Beribu-ribu pohon di sepanjang Brantas menjadi tempat sampah plastik menyangkut. Sampah plastik dalam kurun waktu tertentu akan terdegradasi menjadi mikroplastik yang dapat tercampur dalam air sehingga mencemari biota dan manusia yang mengonsumsinya.
Thara mengungkapkan, di sepanjang Wringinanom-Driyorejo, setidaknya ada 500 pohon di bantaran Brantas yang jadi tempat sampah plastik tersangkut. Selain itu, ada 100 timbunan sampah di tepi sungai yang mudah longsor atau jatuh ke sungai dan mencemari kualitas air.
Koordinator Ekspedisi Pembebasan Pohon dari Sampah Plastik, Firly Mas’ulatul Janah, mengatakan, di Wringinanom-Driyorejo hanya 15 persen warga yang mendapat layanan pengambilan sampah. Sebagian kecil warga ada yang bersedia mengolah dan memanfaatkan sampah.
Di Wringinanom-Driyorejo hanya 15 persen warga yang mendapat layanan pengambilan sampah.
Namun, yang terbesar tidak terangkut sehingga dibuang begitu saja di mana-mana. Sungai menjadi ”tong sampah” termudah dan termurah.
Menurut Firly, mereka memunguti sampah-sampah plastik yang tersangkut di pohon-pohon meski sadar betul tidak akan sampai bersih. Jika pun hari ini bisa bersih, esok atau beberapa hari lagi akan kembali penuh sampah.
Mereka juga unjuk rasa di tumpukan sampah untuk menarik perhatian publik dengan harapan menggugah kesadaran masyarakat agar mengurangi mencemari sungai.

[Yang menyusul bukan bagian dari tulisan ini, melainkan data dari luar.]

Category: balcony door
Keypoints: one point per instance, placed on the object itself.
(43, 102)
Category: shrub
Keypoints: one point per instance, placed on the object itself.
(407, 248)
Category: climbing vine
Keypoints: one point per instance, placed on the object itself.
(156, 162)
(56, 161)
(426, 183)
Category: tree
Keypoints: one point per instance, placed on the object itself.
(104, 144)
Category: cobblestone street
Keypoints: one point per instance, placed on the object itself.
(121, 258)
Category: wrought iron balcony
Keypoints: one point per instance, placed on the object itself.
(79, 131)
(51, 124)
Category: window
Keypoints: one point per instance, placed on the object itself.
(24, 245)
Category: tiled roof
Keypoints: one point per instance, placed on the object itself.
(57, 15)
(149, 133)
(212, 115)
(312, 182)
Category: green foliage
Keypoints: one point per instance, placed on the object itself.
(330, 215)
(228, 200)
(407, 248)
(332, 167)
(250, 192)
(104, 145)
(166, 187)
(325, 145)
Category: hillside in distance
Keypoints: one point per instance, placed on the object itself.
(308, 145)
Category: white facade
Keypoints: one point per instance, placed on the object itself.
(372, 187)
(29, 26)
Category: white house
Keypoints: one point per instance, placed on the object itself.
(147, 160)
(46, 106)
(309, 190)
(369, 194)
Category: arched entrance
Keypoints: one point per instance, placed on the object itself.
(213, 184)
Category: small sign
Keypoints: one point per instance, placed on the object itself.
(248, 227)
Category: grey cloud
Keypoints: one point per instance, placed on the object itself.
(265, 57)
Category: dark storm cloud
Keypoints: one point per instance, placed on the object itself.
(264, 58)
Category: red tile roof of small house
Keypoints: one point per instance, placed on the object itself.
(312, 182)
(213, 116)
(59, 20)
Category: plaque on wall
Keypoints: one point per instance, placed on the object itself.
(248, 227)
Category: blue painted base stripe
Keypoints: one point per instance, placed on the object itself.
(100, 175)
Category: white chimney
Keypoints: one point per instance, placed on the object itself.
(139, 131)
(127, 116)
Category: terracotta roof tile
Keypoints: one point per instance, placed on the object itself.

Direktur Eksekutif Ecoton Prigi Arisandi mengatakan, kegiatan semacam ekspedisi, penelusuran sungai, dan memulung sampah telah menjadi program kegiatan bersama pemerhati lingkungan untuk melindungi sungai dari pencemaran.
”Kami sangat kecewa karena masalah pencemaran sungai dibiarkan oleh aparatur negara, terutama pemerintah,” kata Prigi.
Sudah banyak surat dan protes bahkan demonstrasi ditujukan bagi Kementerian Lingkungan Hidup dan Kehutanan. Sudah banyak surat dan gugatan hukum dilayangkan kepada Gubernur Jatim dan bupati/wali kota yang daerahnya dilintasi Brantas. Namun, sampai saat ini pencemaran Brantas belum memperlihatkan perubahan yang positif.
Gubernur Jatim Khofifah Indar Parawansa pada pertengahan Februari 2019 atau sepekan setelah dilantik pernah sesumbar akan mendampingi atau setidaknya menugaskan pejabat teras untuk secara rutin mengadakan kegiatan memulung sampah di Brantas. Sayangnya, janji itu tidak lagi terpenuhi bahkan tenggelam dan terlupakan dalam masa pandemi Covid-19.